Tout en concédant que les Arts et la Culture sont les parents pauvres dans les pays développés ou en développement, les deux experts affirme néanmoins que le ministère des Arts et de la Culture ne fait aucun effort pour promouvoir cette économie au sein du gouvernement. « At the moment we see no evidence of the MAC making a robust case for the increased importance of the cultural economy or for its own role in driving this agenda within government ».
Dans ce même rapport, Avril Joffe et Justin O’Connor observent que la définition et les fonctions du ministère des Arts et de la Culture sont problématiques, ce qui peut être une entrave pour l’élaboration d’une stratégie des industries culturelles.
Clientélisme
La définition privilégie les cultures traditionnelles liées aux ethnies et aux religions et minimise le rôle de la culture contemporaine et son potentiel économique. « In addition it tends to reduce non-ethnic-religious culture to “art” conceived in an equally traditionnal (though not religious), non-commercial and often elitist fashion ».
Selon les deux experts, « the definition structures the work of the MAC so that its main function is seens as distributing ressources to these ethnic-religious cultural groupings in a manner that keeps the peace in this multi-cultural society ». Ils précisent qu’ils ne disent pas que ces activités ne doivent pas être financées puisque la convention les considère toutes aussi importantes mais que cela peut avoir de grandes conséquences.
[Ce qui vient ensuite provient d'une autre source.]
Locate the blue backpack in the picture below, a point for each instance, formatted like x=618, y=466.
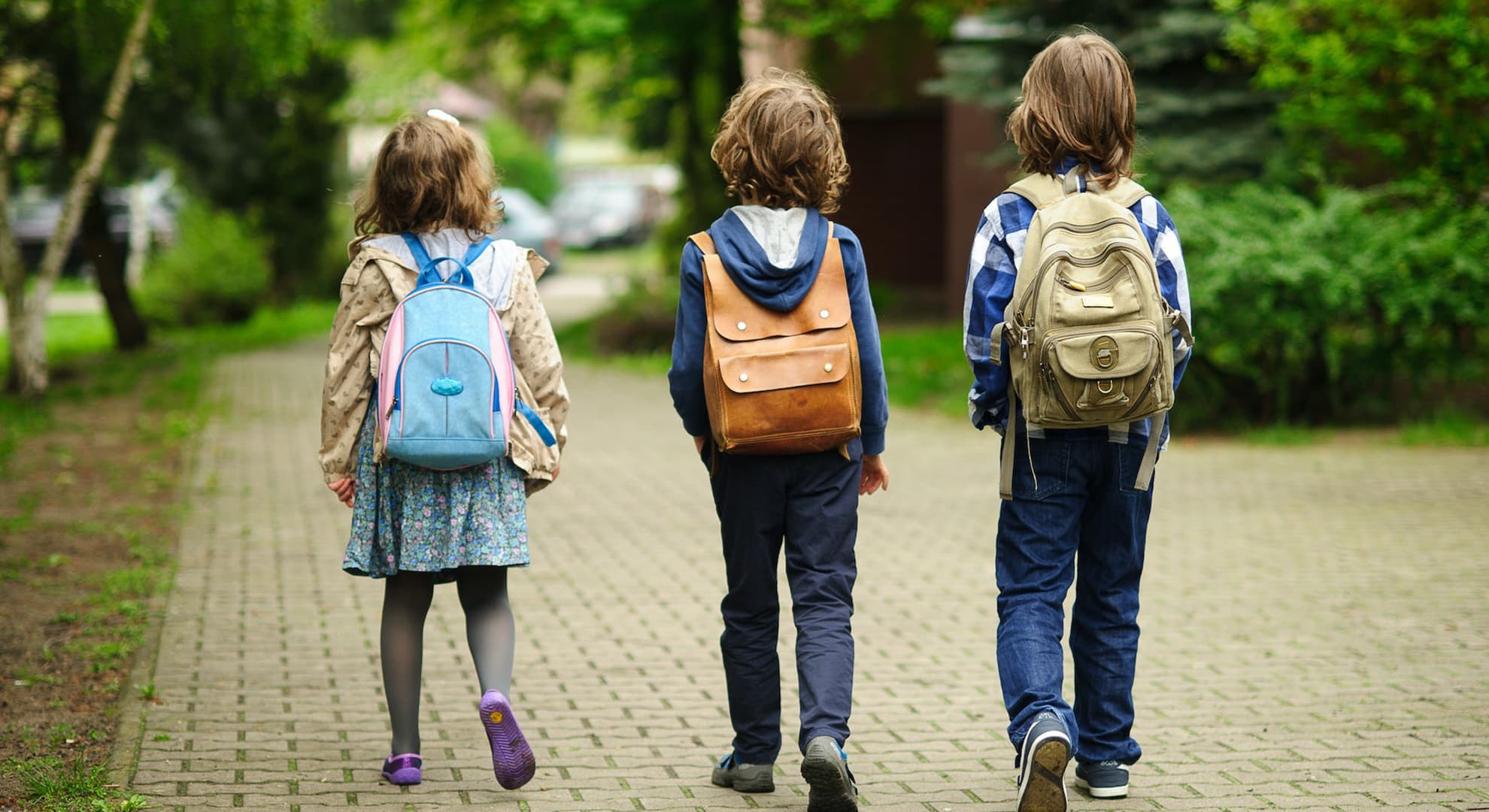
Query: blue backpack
x=446, y=385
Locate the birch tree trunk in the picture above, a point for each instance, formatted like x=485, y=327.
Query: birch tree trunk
x=29, y=331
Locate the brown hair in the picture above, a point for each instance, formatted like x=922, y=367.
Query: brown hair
x=781, y=145
x=429, y=174
x=1077, y=100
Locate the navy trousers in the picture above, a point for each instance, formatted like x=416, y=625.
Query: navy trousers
x=1075, y=516
x=809, y=505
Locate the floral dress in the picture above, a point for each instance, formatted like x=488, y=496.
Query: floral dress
x=411, y=519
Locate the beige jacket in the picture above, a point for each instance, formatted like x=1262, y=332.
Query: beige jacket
x=371, y=288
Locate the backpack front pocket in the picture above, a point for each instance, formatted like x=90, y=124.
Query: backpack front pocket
x=446, y=410
x=1102, y=374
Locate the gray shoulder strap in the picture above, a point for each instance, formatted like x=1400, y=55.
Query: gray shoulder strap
x=1040, y=189
x=1126, y=192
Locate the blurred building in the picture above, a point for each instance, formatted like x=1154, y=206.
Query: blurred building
x=922, y=168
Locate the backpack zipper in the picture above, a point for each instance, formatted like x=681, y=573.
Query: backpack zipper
x=408, y=352
x=1090, y=229
x=1047, y=370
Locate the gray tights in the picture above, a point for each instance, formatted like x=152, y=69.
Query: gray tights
x=490, y=631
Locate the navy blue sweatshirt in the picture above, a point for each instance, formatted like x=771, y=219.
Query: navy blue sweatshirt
x=781, y=289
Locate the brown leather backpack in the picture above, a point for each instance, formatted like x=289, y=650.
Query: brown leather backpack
x=779, y=383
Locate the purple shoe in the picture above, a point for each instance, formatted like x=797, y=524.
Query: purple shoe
x=511, y=757
x=404, y=769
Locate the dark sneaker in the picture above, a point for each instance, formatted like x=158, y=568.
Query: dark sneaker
x=404, y=769
x=511, y=756
x=825, y=769
x=1042, y=759
x=744, y=778
x=1102, y=780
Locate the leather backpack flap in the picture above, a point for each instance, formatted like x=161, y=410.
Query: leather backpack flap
x=739, y=318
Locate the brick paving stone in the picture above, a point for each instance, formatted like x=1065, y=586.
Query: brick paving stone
x=1315, y=628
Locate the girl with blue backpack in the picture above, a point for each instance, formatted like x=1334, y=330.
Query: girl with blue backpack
x=443, y=410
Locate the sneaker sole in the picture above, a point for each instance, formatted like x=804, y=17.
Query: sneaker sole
x=1101, y=792
x=511, y=756
x=831, y=790
x=1045, y=789
x=744, y=786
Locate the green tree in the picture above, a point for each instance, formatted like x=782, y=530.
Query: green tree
x=59, y=60
x=1197, y=115
x=1376, y=89
x=21, y=106
x=673, y=63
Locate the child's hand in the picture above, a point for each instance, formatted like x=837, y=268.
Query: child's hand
x=876, y=474
x=346, y=489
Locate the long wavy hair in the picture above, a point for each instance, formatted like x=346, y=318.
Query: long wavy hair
x=781, y=145
x=429, y=174
x=1077, y=98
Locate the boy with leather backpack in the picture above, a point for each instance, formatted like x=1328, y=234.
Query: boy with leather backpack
x=776, y=374
x=1077, y=332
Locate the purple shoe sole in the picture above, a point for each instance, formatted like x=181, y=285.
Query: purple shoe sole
x=511, y=756
x=404, y=769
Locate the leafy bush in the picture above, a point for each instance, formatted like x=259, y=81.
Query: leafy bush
x=217, y=271
x=1358, y=308
x=521, y=162
x=1375, y=89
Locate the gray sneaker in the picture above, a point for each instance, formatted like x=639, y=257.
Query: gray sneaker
x=744, y=778
x=1102, y=780
x=825, y=769
x=1042, y=757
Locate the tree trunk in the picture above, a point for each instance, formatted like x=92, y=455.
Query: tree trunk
x=12, y=271
x=30, y=349
x=108, y=261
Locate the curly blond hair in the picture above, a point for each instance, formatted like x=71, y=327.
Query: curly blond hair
x=1077, y=98
x=429, y=174
x=781, y=145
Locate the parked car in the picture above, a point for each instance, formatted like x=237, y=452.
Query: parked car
x=527, y=223
x=35, y=214
x=605, y=214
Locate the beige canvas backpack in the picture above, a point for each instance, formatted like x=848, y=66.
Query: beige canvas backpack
x=1089, y=331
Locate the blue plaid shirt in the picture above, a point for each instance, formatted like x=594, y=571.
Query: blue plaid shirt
x=996, y=252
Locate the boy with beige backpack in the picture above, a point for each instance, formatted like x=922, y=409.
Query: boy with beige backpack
x=1077, y=331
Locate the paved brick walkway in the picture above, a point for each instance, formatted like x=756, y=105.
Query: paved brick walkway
x=1317, y=629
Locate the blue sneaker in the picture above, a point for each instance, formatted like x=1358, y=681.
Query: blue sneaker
x=744, y=778
x=1042, y=757
x=1102, y=780
x=825, y=769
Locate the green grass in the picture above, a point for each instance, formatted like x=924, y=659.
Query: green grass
x=83, y=365
x=926, y=368
x=1449, y=428
x=111, y=625
x=1285, y=435
x=60, y=786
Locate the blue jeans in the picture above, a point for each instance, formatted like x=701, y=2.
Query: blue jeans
x=1087, y=508
x=806, y=504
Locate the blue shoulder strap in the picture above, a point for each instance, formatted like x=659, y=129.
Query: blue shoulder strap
x=417, y=249
x=538, y=423
x=477, y=247
x=428, y=268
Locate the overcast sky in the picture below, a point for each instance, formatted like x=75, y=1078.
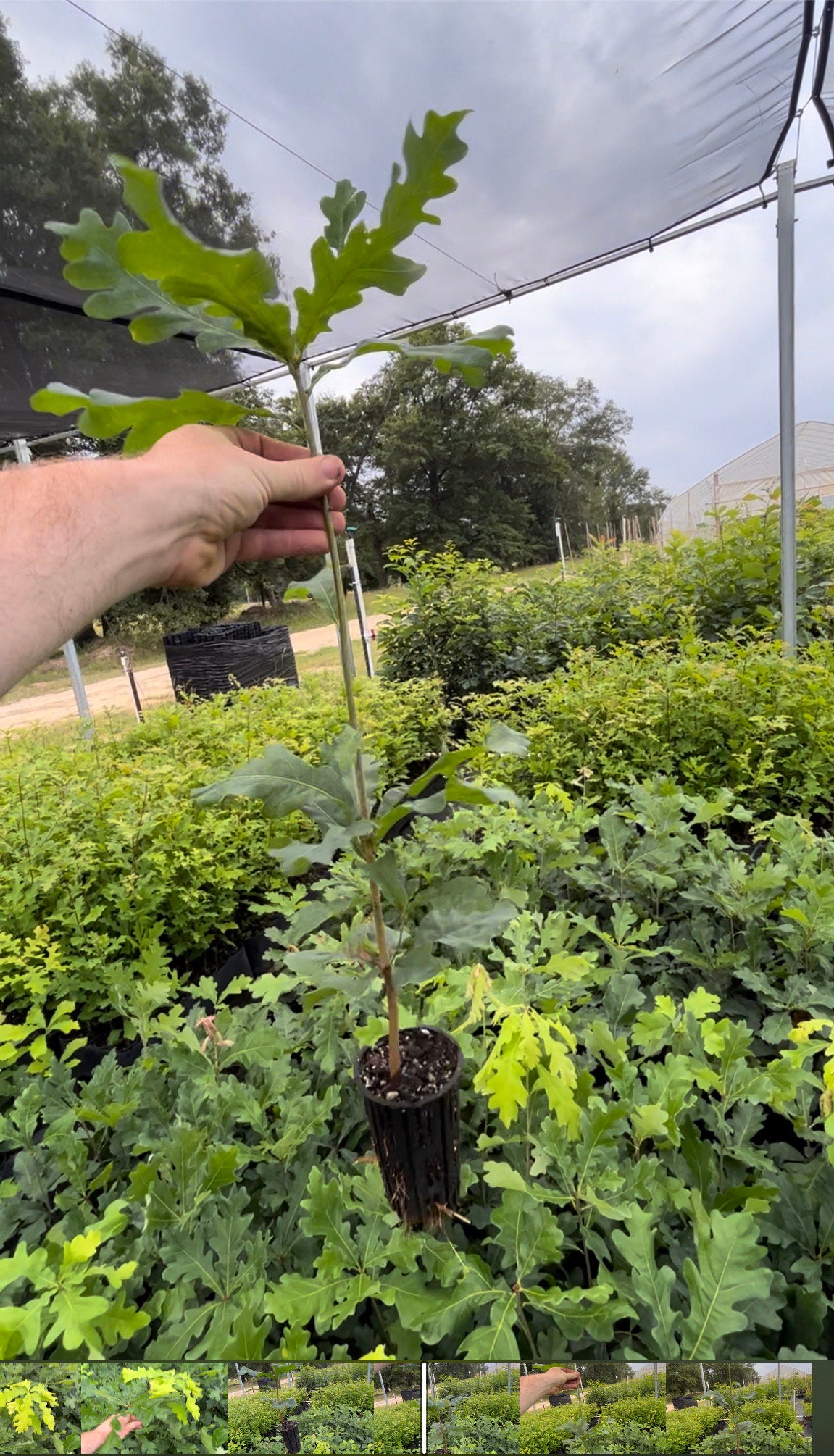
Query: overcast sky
x=594, y=121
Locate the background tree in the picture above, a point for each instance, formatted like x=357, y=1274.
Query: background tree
x=685, y=1376
x=433, y=461
x=603, y=1372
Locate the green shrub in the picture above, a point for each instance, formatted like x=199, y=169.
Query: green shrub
x=340, y=1430
x=489, y=1404
x=775, y=1415
x=760, y=1440
x=686, y=1428
x=351, y=1395
x=638, y=1411
x=470, y=628
x=543, y=1431
x=743, y=718
x=398, y=1427
x=252, y=1417
x=108, y=869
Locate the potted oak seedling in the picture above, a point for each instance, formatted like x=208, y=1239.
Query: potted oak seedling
x=172, y=284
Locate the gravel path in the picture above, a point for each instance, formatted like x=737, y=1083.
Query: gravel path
x=153, y=685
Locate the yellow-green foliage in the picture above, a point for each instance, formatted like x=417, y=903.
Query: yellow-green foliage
x=30, y=1405
x=351, y=1395
x=251, y=1417
x=108, y=869
x=543, y=1431
x=688, y=1428
x=491, y=1405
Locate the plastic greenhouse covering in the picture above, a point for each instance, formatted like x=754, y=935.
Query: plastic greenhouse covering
x=593, y=125
x=751, y=481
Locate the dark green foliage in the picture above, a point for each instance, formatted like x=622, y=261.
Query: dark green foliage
x=648, y=945
x=398, y=1428
x=705, y=587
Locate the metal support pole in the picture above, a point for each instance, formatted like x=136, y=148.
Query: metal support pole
x=70, y=654
x=127, y=666
x=362, y=615
x=316, y=443
x=785, y=227
x=558, y=529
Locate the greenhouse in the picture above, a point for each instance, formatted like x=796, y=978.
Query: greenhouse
x=750, y=484
x=437, y=970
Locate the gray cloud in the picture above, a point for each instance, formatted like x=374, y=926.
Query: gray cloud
x=593, y=124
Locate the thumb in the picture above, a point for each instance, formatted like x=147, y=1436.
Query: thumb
x=290, y=481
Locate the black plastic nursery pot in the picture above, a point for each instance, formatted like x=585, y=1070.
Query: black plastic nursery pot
x=290, y=1436
x=417, y=1137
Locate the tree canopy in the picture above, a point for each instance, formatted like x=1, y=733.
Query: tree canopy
x=488, y=469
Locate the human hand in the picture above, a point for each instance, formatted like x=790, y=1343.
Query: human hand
x=233, y=495
x=533, y=1388
x=91, y=1440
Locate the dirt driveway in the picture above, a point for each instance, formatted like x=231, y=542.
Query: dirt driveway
x=153, y=685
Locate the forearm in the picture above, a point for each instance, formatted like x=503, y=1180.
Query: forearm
x=75, y=537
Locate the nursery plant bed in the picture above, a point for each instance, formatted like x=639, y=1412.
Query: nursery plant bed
x=290, y=1436
x=415, y=1123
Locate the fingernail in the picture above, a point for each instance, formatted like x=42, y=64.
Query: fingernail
x=332, y=469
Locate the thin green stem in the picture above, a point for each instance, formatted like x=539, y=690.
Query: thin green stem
x=367, y=845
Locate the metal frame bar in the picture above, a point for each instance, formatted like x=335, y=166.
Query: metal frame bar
x=785, y=180
x=825, y=25
x=503, y=296
x=69, y=648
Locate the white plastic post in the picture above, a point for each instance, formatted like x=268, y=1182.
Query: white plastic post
x=785, y=230
x=362, y=615
x=70, y=656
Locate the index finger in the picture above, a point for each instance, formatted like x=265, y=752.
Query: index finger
x=267, y=448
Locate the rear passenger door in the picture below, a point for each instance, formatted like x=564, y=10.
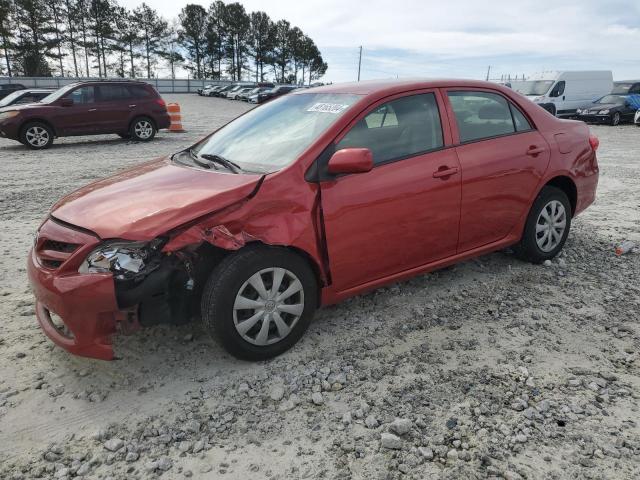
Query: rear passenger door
x=114, y=108
x=405, y=212
x=502, y=158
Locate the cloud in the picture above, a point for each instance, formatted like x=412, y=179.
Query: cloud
x=462, y=37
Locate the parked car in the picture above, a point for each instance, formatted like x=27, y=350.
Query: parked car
x=561, y=93
x=272, y=93
x=625, y=87
x=20, y=97
x=130, y=109
x=307, y=200
x=233, y=95
x=7, y=88
x=610, y=109
x=211, y=91
x=244, y=96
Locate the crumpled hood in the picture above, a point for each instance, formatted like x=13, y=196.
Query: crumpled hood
x=151, y=199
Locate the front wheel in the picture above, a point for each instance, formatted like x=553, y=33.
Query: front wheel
x=547, y=226
x=142, y=129
x=615, y=119
x=259, y=301
x=37, y=136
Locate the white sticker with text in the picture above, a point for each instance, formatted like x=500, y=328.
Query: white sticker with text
x=327, y=107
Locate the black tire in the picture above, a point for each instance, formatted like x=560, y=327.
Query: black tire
x=225, y=283
x=36, y=135
x=615, y=119
x=528, y=249
x=142, y=129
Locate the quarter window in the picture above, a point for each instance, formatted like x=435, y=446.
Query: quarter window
x=485, y=115
x=112, y=93
x=398, y=129
x=82, y=95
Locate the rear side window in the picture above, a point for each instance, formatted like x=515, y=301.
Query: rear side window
x=398, y=129
x=112, y=93
x=485, y=115
x=138, y=91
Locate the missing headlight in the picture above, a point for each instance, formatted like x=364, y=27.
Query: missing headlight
x=125, y=260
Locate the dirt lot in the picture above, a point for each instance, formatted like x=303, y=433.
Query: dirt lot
x=492, y=368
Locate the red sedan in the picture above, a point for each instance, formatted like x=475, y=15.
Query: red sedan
x=309, y=199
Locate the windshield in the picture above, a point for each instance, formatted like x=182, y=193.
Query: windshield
x=10, y=98
x=272, y=136
x=533, y=87
x=52, y=97
x=617, y=99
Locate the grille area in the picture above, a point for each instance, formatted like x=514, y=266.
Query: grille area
x=57, y=243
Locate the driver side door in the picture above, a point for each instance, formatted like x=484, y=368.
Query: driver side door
x=79, y=118
x=405, y=212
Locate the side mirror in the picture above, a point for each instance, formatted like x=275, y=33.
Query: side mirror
x=351, y=160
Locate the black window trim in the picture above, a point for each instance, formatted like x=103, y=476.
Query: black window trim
x=507, y=99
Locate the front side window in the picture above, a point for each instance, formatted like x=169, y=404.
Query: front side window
x=272, y=136
x=558, y=89
x=484, y=115
x=82, y=95
x=398, y=129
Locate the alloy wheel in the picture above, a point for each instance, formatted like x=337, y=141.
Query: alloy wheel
x=268, y=306
x=143, y=129
x=37, y=136
x=550, y=226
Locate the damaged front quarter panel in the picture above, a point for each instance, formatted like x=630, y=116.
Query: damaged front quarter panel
x=270, y=215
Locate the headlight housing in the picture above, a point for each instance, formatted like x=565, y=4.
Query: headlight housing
x=9, y=114
x=124, y=259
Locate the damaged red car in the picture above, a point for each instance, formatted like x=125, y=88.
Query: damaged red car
x=307, y=200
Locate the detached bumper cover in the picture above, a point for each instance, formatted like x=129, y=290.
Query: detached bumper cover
x=85, y=304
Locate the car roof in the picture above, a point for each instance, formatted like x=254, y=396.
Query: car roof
x=390, y=87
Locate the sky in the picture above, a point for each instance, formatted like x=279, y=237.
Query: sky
x=459, y=38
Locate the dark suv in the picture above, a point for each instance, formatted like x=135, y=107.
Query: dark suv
x=128, y=108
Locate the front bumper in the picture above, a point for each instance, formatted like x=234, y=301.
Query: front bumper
x=85, y=303
x=10, y=128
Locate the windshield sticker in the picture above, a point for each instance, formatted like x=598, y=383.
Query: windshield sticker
x=327, y=108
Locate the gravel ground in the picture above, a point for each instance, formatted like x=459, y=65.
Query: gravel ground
x=493, y=368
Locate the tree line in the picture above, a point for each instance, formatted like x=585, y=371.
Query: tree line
x=88, y=38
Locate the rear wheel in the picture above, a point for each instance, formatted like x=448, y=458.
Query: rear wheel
x=37, y=135
x=259, y=301
x=547, y=226
x=142, y=129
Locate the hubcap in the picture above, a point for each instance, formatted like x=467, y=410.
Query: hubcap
x=268, y=306
x=551, y=225
x=37, y=136
x=143, y=129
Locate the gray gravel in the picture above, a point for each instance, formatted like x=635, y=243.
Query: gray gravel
x=493, y=368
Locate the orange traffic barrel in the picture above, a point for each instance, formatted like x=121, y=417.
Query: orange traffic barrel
x=176, y=118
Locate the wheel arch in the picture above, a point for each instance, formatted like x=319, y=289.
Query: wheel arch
x=568, y=186
x=37, y=120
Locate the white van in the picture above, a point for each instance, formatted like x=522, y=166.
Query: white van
x=561, y=93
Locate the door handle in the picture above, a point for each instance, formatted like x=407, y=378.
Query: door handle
x=534, y=151
x=444, y=172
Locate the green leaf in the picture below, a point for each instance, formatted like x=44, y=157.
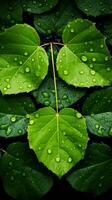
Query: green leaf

D’une part, « this produces a clientele system not conducive to the strategic development of a cultural economy ». D’autre part, les fonctionnaires sont occupés à organiser des événements et des festivals liés à ces groupes communautaires. « Though there are intermittent initiatives in relation to the cultural industries, these lack adequat ressources and a sense of priority-mainly, it seems to us, because of the preponderance of its traditionnal cultural remit ».
Puisque le ministère de tutelle « is organized around distributing cultural resources to ethnic-religous constituencies with strong political organization it has been difficult for the MAC to approach the cultural industries agenda from a developmental perspective ».
Les deux experts soulignent auparavant que ces observations ont été faites par d’autres et figurent dans de nombreux rapports.